In the 17 years since, they’ve acquired in succession: Atomic, Suunto, Precor and lastly their biggest purchase, Salomon in May, 2005. The acquisition brought them into the spotlight adding $600 million EUR in sales to the top line. Since then, management has been working diligently to position the company to compete globally against Nike and Adidas; the transition has been a success and the future is very bright.
Here are five reasons why I think so:
- The Salomon integration has been a success. In 2006, earnings before interest and taxes (EBIT) grew by 30 percent. Sales, in the same 12 months were up a respectable 6 percent and 11 percent in the fourth quarter. The brand name is strong and getting stronger. Even more impressive are the gains in apparel and footwear where sales increased a whopping 30 percent in the fourth quarter and 18 percent for the entire year.
- EBIT margins went from 2.9 percent in 2005 to 3.6 percent in 2006. The company expects those numbers to improve in 2007 and 2008. Using a similar growth rate for both years, the EBIT profit should rise to $40.8 million EUR., up from the present $23.6 million EUR. Given the poor winter weather this year, any kind of improvement in the next two ski seasons will definitely improve sales.

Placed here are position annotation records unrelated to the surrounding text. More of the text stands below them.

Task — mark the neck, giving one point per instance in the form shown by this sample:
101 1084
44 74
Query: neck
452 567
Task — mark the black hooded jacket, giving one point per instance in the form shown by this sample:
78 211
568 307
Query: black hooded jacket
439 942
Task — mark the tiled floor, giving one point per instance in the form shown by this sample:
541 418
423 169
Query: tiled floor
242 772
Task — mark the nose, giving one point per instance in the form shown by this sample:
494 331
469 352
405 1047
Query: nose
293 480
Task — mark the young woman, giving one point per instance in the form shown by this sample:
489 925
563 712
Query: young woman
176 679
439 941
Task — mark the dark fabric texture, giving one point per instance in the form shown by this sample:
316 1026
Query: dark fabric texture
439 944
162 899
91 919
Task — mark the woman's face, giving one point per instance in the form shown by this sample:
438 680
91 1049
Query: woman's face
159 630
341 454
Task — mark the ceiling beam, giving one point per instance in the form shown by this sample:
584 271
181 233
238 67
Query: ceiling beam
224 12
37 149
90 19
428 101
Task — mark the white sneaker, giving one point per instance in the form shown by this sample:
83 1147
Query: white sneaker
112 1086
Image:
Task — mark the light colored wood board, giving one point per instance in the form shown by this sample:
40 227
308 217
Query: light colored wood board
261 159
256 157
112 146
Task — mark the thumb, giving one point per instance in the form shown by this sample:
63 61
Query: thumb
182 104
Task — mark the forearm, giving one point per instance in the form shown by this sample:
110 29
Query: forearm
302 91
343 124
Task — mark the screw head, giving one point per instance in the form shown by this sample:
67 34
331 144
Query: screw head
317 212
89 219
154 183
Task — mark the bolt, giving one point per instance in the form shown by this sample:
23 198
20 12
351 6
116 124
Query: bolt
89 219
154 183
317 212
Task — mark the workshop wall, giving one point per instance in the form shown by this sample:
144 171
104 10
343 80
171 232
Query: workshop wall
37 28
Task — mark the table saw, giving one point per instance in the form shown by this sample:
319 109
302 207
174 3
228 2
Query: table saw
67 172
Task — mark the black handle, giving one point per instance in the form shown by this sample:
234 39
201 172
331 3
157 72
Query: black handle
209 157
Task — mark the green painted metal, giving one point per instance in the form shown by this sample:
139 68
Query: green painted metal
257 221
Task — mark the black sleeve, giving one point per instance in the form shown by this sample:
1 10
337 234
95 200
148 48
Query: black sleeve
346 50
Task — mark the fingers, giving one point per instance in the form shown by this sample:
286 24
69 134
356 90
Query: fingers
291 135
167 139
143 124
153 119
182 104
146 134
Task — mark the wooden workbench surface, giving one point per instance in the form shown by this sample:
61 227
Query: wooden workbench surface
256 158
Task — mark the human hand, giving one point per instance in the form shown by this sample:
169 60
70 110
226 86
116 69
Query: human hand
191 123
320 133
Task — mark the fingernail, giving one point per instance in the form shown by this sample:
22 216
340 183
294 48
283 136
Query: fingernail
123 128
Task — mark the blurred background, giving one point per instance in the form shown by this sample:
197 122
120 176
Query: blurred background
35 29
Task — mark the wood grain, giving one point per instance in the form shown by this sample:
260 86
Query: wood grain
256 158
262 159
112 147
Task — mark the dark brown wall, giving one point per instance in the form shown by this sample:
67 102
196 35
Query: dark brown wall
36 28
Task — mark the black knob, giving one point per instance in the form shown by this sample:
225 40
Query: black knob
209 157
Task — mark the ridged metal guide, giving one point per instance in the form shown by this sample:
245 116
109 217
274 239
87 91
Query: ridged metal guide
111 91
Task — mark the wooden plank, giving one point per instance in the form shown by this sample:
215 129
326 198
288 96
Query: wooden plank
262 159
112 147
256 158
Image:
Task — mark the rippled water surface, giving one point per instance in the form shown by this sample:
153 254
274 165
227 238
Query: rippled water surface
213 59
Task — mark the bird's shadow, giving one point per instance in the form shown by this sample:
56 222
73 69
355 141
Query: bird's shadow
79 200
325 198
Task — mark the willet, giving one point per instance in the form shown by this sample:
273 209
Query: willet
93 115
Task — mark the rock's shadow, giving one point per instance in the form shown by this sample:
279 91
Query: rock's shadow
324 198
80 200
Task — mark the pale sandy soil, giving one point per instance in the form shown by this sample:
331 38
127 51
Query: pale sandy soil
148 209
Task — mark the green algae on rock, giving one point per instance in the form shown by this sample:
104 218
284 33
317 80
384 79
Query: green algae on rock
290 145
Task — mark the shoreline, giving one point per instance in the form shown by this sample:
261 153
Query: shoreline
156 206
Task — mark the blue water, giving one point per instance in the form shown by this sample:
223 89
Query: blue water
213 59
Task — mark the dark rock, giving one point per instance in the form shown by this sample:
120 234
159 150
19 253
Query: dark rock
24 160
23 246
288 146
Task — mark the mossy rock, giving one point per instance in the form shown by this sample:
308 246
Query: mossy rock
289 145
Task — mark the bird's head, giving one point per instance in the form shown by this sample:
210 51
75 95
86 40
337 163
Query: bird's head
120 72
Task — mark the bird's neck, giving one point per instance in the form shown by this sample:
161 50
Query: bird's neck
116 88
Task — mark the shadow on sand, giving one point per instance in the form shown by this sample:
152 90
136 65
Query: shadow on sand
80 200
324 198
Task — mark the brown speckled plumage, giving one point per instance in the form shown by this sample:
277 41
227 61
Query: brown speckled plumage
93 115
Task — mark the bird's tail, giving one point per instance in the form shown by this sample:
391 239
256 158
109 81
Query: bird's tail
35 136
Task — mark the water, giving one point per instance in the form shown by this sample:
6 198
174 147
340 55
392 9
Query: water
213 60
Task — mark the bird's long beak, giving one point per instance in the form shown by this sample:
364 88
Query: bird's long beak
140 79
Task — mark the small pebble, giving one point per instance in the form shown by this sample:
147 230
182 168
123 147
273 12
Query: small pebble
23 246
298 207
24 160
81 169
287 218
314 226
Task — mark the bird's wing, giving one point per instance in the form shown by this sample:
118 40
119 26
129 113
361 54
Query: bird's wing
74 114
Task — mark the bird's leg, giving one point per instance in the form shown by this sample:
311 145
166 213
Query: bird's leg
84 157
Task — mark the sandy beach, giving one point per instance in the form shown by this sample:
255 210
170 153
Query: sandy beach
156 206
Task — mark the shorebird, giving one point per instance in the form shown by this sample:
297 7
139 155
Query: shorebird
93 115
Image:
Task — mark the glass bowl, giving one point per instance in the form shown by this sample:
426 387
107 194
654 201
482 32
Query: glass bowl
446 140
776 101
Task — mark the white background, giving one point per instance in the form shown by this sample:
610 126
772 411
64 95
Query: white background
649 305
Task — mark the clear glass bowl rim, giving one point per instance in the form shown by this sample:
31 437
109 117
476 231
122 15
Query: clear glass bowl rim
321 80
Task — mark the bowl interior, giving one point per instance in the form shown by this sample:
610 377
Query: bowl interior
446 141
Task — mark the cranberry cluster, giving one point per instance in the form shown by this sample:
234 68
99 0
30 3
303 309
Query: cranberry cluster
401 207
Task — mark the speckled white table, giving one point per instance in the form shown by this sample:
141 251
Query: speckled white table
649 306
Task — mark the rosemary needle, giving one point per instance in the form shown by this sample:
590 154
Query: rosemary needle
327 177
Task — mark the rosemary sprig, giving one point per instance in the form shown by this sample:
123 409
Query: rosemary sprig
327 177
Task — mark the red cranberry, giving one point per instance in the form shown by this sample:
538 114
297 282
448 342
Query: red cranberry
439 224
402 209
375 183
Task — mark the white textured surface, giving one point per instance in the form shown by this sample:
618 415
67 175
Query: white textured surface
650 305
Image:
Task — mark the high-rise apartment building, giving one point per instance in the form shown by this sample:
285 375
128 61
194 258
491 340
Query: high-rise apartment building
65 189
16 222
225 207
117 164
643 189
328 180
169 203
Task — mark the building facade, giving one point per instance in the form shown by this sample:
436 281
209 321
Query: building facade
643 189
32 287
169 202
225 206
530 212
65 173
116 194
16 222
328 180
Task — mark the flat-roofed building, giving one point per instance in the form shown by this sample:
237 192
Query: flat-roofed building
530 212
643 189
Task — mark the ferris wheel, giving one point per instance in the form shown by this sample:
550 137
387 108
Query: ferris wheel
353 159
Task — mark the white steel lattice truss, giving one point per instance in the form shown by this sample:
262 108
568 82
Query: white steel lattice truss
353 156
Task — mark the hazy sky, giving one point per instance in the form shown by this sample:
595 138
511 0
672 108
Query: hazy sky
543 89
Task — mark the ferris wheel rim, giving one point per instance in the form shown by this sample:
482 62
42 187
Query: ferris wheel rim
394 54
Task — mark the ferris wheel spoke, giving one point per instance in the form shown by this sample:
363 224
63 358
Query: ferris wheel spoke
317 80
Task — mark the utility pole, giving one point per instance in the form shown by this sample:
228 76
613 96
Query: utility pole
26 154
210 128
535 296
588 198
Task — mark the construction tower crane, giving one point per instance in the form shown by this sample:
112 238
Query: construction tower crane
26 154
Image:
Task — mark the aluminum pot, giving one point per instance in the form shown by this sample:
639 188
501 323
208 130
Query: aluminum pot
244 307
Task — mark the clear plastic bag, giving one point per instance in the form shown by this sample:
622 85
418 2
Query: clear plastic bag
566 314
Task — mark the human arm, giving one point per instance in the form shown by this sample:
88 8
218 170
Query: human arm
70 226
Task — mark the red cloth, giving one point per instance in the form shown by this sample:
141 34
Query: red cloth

- The Atomic division’s fourth quarter was a failure both in sales, down 4 percent, and EBIT, down 22 percent. However, the synergies gained between Atomic and Salomon should translate into $40 million in cost savings by 2008. Company officials feel 2007 will start poorly for Atomic and finish strong with better 12-month numbers. Any improvement would be a bonus.
- The Wilson division has EBIT margins close to 10 percent despite sales decreasing by 7 percent in 2006. Most of the sales decline was a result of the golf division changing the way it did business; taking a more selective approach to its retail partners in the United States, producing a 23 percent drop in fourth quarter sales. Management feels those numbers will improve in 2007 not only because of their new focus but also because golf equipment sales are likely to rebound after several years of decline.
- Precor and Suunto provide a one-two punch in the fitness world. Precor sells both commercial and consumer fitness equipment with healthy sales and profit growth in each. Suunto saw sales in fitness watches and instruments grow by 13 percent in 2006, with the EBIT rising 33 percent. The future for both has never been better.
These are but a few of the reasons that Amer Sports will continue to do well in the months and years to come. They are the number one sports equipment company in the world and they intend on staying on top through organic growth and where possible, acquiring businesses that will add to their dominance in both winter and summer sports. The stock currently pays a dividend of .50 EUR, yielding slightly less than 3 percent at current prices. Earnings per share in 2007 are expected to be somewhere between $1.10 EUR and $1.35 EUR.
Amer Sports isn’t an easy stock to own but should you get your hands on a few shares, it will be worth it. They are best sports company no one has heard of, yet.